Trickle or Treat
There are two ideas of government. There are those who believe that if you just legislate to make the well-to-do prosper, then prosperity will leak through on those below. The Democratic idea has been that if you legislate to make the masses prosper, their prosperity will find its way up and through every class that rests upon it.
The current tax package debate is not the source of this statement. Instead, we need go back well over a century when in 1896, before a rapturous gathering of Democrats at their national convention in Chicago, William Jennings Bryan delivered his memorable “Cross of Gold” speech.
It does remind us, however, of just how long we’ve argued over this issue.

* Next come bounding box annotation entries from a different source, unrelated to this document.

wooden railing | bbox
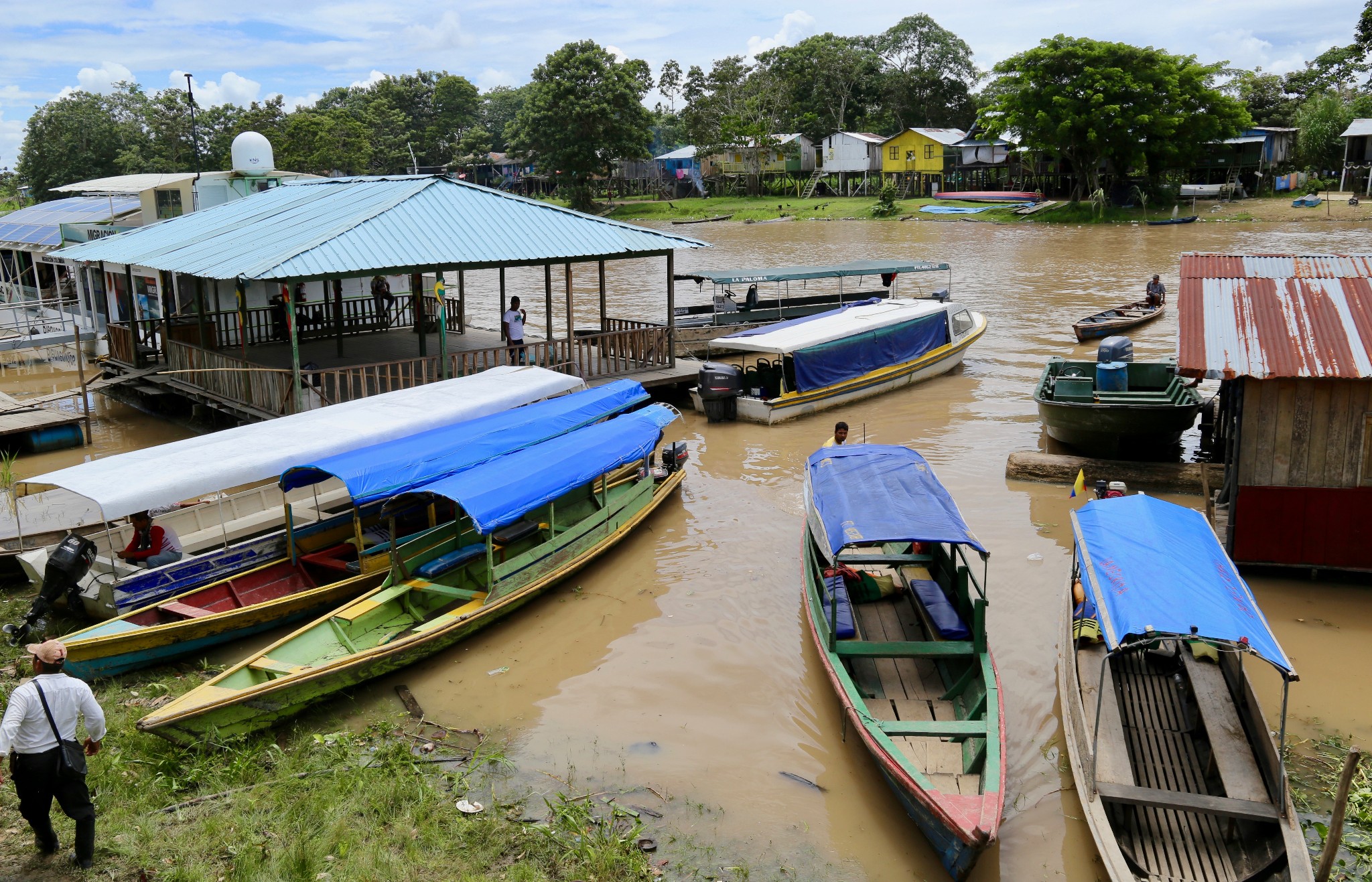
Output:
[161,322,671,416]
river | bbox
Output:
[5,221,1372,881]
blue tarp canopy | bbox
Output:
[793,311,948,392]
[279,380,648,505]
[395,405,677,534]
[805,445,987,557]
[1071,495,1291,672]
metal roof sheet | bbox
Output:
[0,196,139,246]
[1339,119,1372,137]
[52,171,195,194]
[1177,254,1372,378]
[59,175,708,279]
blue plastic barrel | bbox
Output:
[1096,361,1129,392]
[23,423,85,453]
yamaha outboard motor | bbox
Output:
[3,532,96,646]
[695,361,744,423]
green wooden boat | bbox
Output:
[1033,355,1200,459]
[137,405,685,743]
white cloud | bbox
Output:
[748,9,815,58]
[167,70,262,107]
[58,62,137,98]
[348,70,385,89]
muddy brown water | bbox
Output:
[5,221,1372,881]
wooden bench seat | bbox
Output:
[1181,644,1272,802]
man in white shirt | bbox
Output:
[501,297,528,365]
[0,641,105,870]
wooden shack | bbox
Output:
[1177,254,1372,571]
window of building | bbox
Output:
[952,310,977,338]
[153,190,181,221]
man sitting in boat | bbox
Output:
[119,512,181,569]
[1144,276,1168,306]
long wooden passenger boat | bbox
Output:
[23,366,584,620]
[1033,355,1202,459]
[139,405,685,742]
[801,445,1006,879]
[1071,301,1168,343]
[66,380,659,678]
[1058,495,1313,882]
[674,261,951,334]
[690,297,987,425]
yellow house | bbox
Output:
[881,129,967,192]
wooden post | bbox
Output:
[543,263,553,343]
[597,261,605,334]
[433,266,450,380]
[667,251,677,368]
[1314,746,1363,882]
[281,279,305,417]
[73,322,90,444]
[563,261,576,346]
[499,266,509,342]
[410,273,428,358]
[334,279,343,358]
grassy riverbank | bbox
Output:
[605,195,1372,226]
[0,660,660,882]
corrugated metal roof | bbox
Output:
[1339,119,1372,137]
[0,196,139,246]
[1177,254,1372,378]
[52,171,195,194]
[59,175,708,279]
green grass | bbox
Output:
[0,660,652,882]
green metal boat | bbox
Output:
[139,405,686,743]
[1033,355,1200,459]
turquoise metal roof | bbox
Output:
[56,175,709,279]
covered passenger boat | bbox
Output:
[674,259,952,336]
[63,380,648,679]
[801,445,1006,879]
[11,366,584,619]
[139,405,686,742]
[1058,494,1313,882]
[691,295,987,424]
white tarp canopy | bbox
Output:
[709,297,945,355]
[22,366,586,520]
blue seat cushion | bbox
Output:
[821,573,858,641]
[910,579,971,641]
[413,542,486,579]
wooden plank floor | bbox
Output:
[852,591,981,796]
[1111,653,1239,882]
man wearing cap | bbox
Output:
[0,641,105,869]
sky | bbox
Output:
[0,0,1364,167]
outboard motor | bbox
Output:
[695,361,744,423]
[0,532,96,646]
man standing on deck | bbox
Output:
[1143,276,1168,306]
[501,297,528,365]
[0,641,105,870]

Bear in mind Bryan was not here considering the merits of a tax cut for the corporate wealthy; a federal income tax would not be imposed until early in the next century. Rather, the Democratic nominee for president is thundering his opposition to decades of top down largesse provided by Washington, designed for the benefit of the powerful and well-to-do. This was the age of the Robber Barons (Carnegie, Rockefeller, Vanderbilt, Stanford, etc.), and while they skillfully and ruthlessly built their empires, employing innovations and outmaneuvering their rivals, they were also the beneficiaries of generous assistance from the federal government. Quite often it came as the result of a quid pro quo with government officials and influential politicians on the receiving end of sizable donations from the private sector.
Laissez-faire might have been the prevailing economic ethos, but on the ground one often discovered an obliging helping hand. Washington provided enormous tracts of land to the railroads that were laying tracks in every direction, one reason they overbuilt, overcharged and often slid into bankruptcy. The government dispatched the army out West primarily to clear away the Indians (and see to it that they remained on reservations set aside for their confinement). Federal topographers mapped out western territories and directed miners and mining companies to precious metals deposits. A succession of tariffs on imports put money in the hands of domestic producers by keeping out foreign competitors or making their products more expensive. (Tariff revenues did, however, produce a surplus in the Treasury, which was then, it should be noted, distributed as pensions to Civil War Veterans.) Most critically, government leaders, both at the federal and state levels, proved ever willing to furnish troops or militia forces to quell labor unrest and break strikes – a contributing factor in the decline in workmen’s wages throughout most of the period.
So, a “leak through” from the top worked hardly at all in this period (1865 – 1900), a time when fabulous wealth stood in marked contrast to widespread poverty. And indeed it was the rich and powerful that helped defeat William Jennings Bryan in 1896. Still, shortly thereafter, the United States would enter a remarkable period of Reform (1900 – 1916). Bryan’s urgent message to America would not go unheeded.)